Là encore, les conditions de suspension seront très encadrées : elles ne s’appliqueront qu’en période électorale ; et il s’agira de démontrer d’une part, l’existence d’une atteinte aux intérêts fondamentaux de la Nation – qui incluent, comme il me semble utile de le préciser dans le texte, le fonctionnement régulier de nos institutions ; d’autre part, la diffusion délibérée de fausses informations de nature à altérer la sincérité du scrutin.

Enfin, deuxième grand levier de protection : l’éducation.

Grâce aux amendements déposés par Bruno Studer, que je salue, le texte s’est enrichi d’une dimension absolument fondamentale.

  • Un nouveau titre est consacré à l’éducation aux médias ;
  • Un amendement prévoit d’en faire dans le code de l’éducation une obligation à chaque niveau de la scolarité ;
  • Un autre amendement prévoit d’étendre la mission d’éducation à l’information aux chaînes privées ;

Aujourd’hui seul l’audiovisuel public a une obligation en la matière. Il est pionnier. Les sociétés ont dévoilé hier la toute nouvelle plateforme commune de lutte contre les fausses informations, que je leur ai demandé de développer.

Elle a été mise en ligne sur le site de France Info, et irriguera aussi les réseaux sociaux.

Elle s’intitule « vrai ou fake » et rassemble aussi bien des contenus de décryptage proposés par les différentes chaînes de l’audiovisuel public que des modules d’éducation aux médias.

C’était un projet nécessaire. Mais l’audiovisuel public n’a pas vocation à agir seul.

Le Gouvernement soutient pleinement ces deux propositions.

Je l’ai dit, je le répète : l’éducation est la mère des batailles.

J’en ai fait une priorité de mon ministère.

J’ai mobilisé les sociétés de l’audiovisuel public.

J’ai doublé le budget pour l’éducation à l’information et aux médias, qui passe de 3 à 6 millions d’euros cette année.

J’ai lancé un vaste programme dans lequel les services civiques vont accompagner les bibliothèques dans la formation du grand public au décryptage des fausses informations.

Ils se déploieront à partir du mois de septembre.

Par ailleurs, je vais renforcer les associations de journalistes professionnels afin de leur permettre de déployer leurs actions d’éducation aux médias, notamment auprès des jeunes.

Ils sont nombreux à se mobiliser : je veux leur rendre un hommage appuyé.

Nous ferons en sorte que l’éducation à l’information devienne, comme l’éducation civique, un véritable « passage obligé » de la scolarité pour tous les enfants. 

Mesdames et messieurs les Députés,

Les débats nourris qui entourent ce texte témoignent de la santé de notre vie démocratique.
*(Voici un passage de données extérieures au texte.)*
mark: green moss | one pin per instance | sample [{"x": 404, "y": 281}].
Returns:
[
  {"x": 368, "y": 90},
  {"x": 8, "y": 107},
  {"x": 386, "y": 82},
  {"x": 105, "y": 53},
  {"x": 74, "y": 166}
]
C’est précisément pour la préserver que ces dispositions doivent être votées.

La prudence est de mise, quand nous touchons à de tels enjeux.

Mais elle ne peut pas être le prétexte de l’attentisme.

Tout démontre que c’est d’une « main tremblante » – pour reprendre la préconisation de l’un des grands penseurs de la démocratie – que ce texte a été constitué : les garde-fous imaginés, les critères précis qui accompagnent chaque disposition, l’intensité du travail en commission.

Tout démontre qu’il a été abordé avec toute la sagesse, la mesure, le recul et les précautions qui s’imposent.

Ce texte est à la hauteur de notre démocratie.

J’appelle donc chacun à prendre les dispositions qui s'imposent, par-delà les clivages, pour protéger le modèle qui nous unit.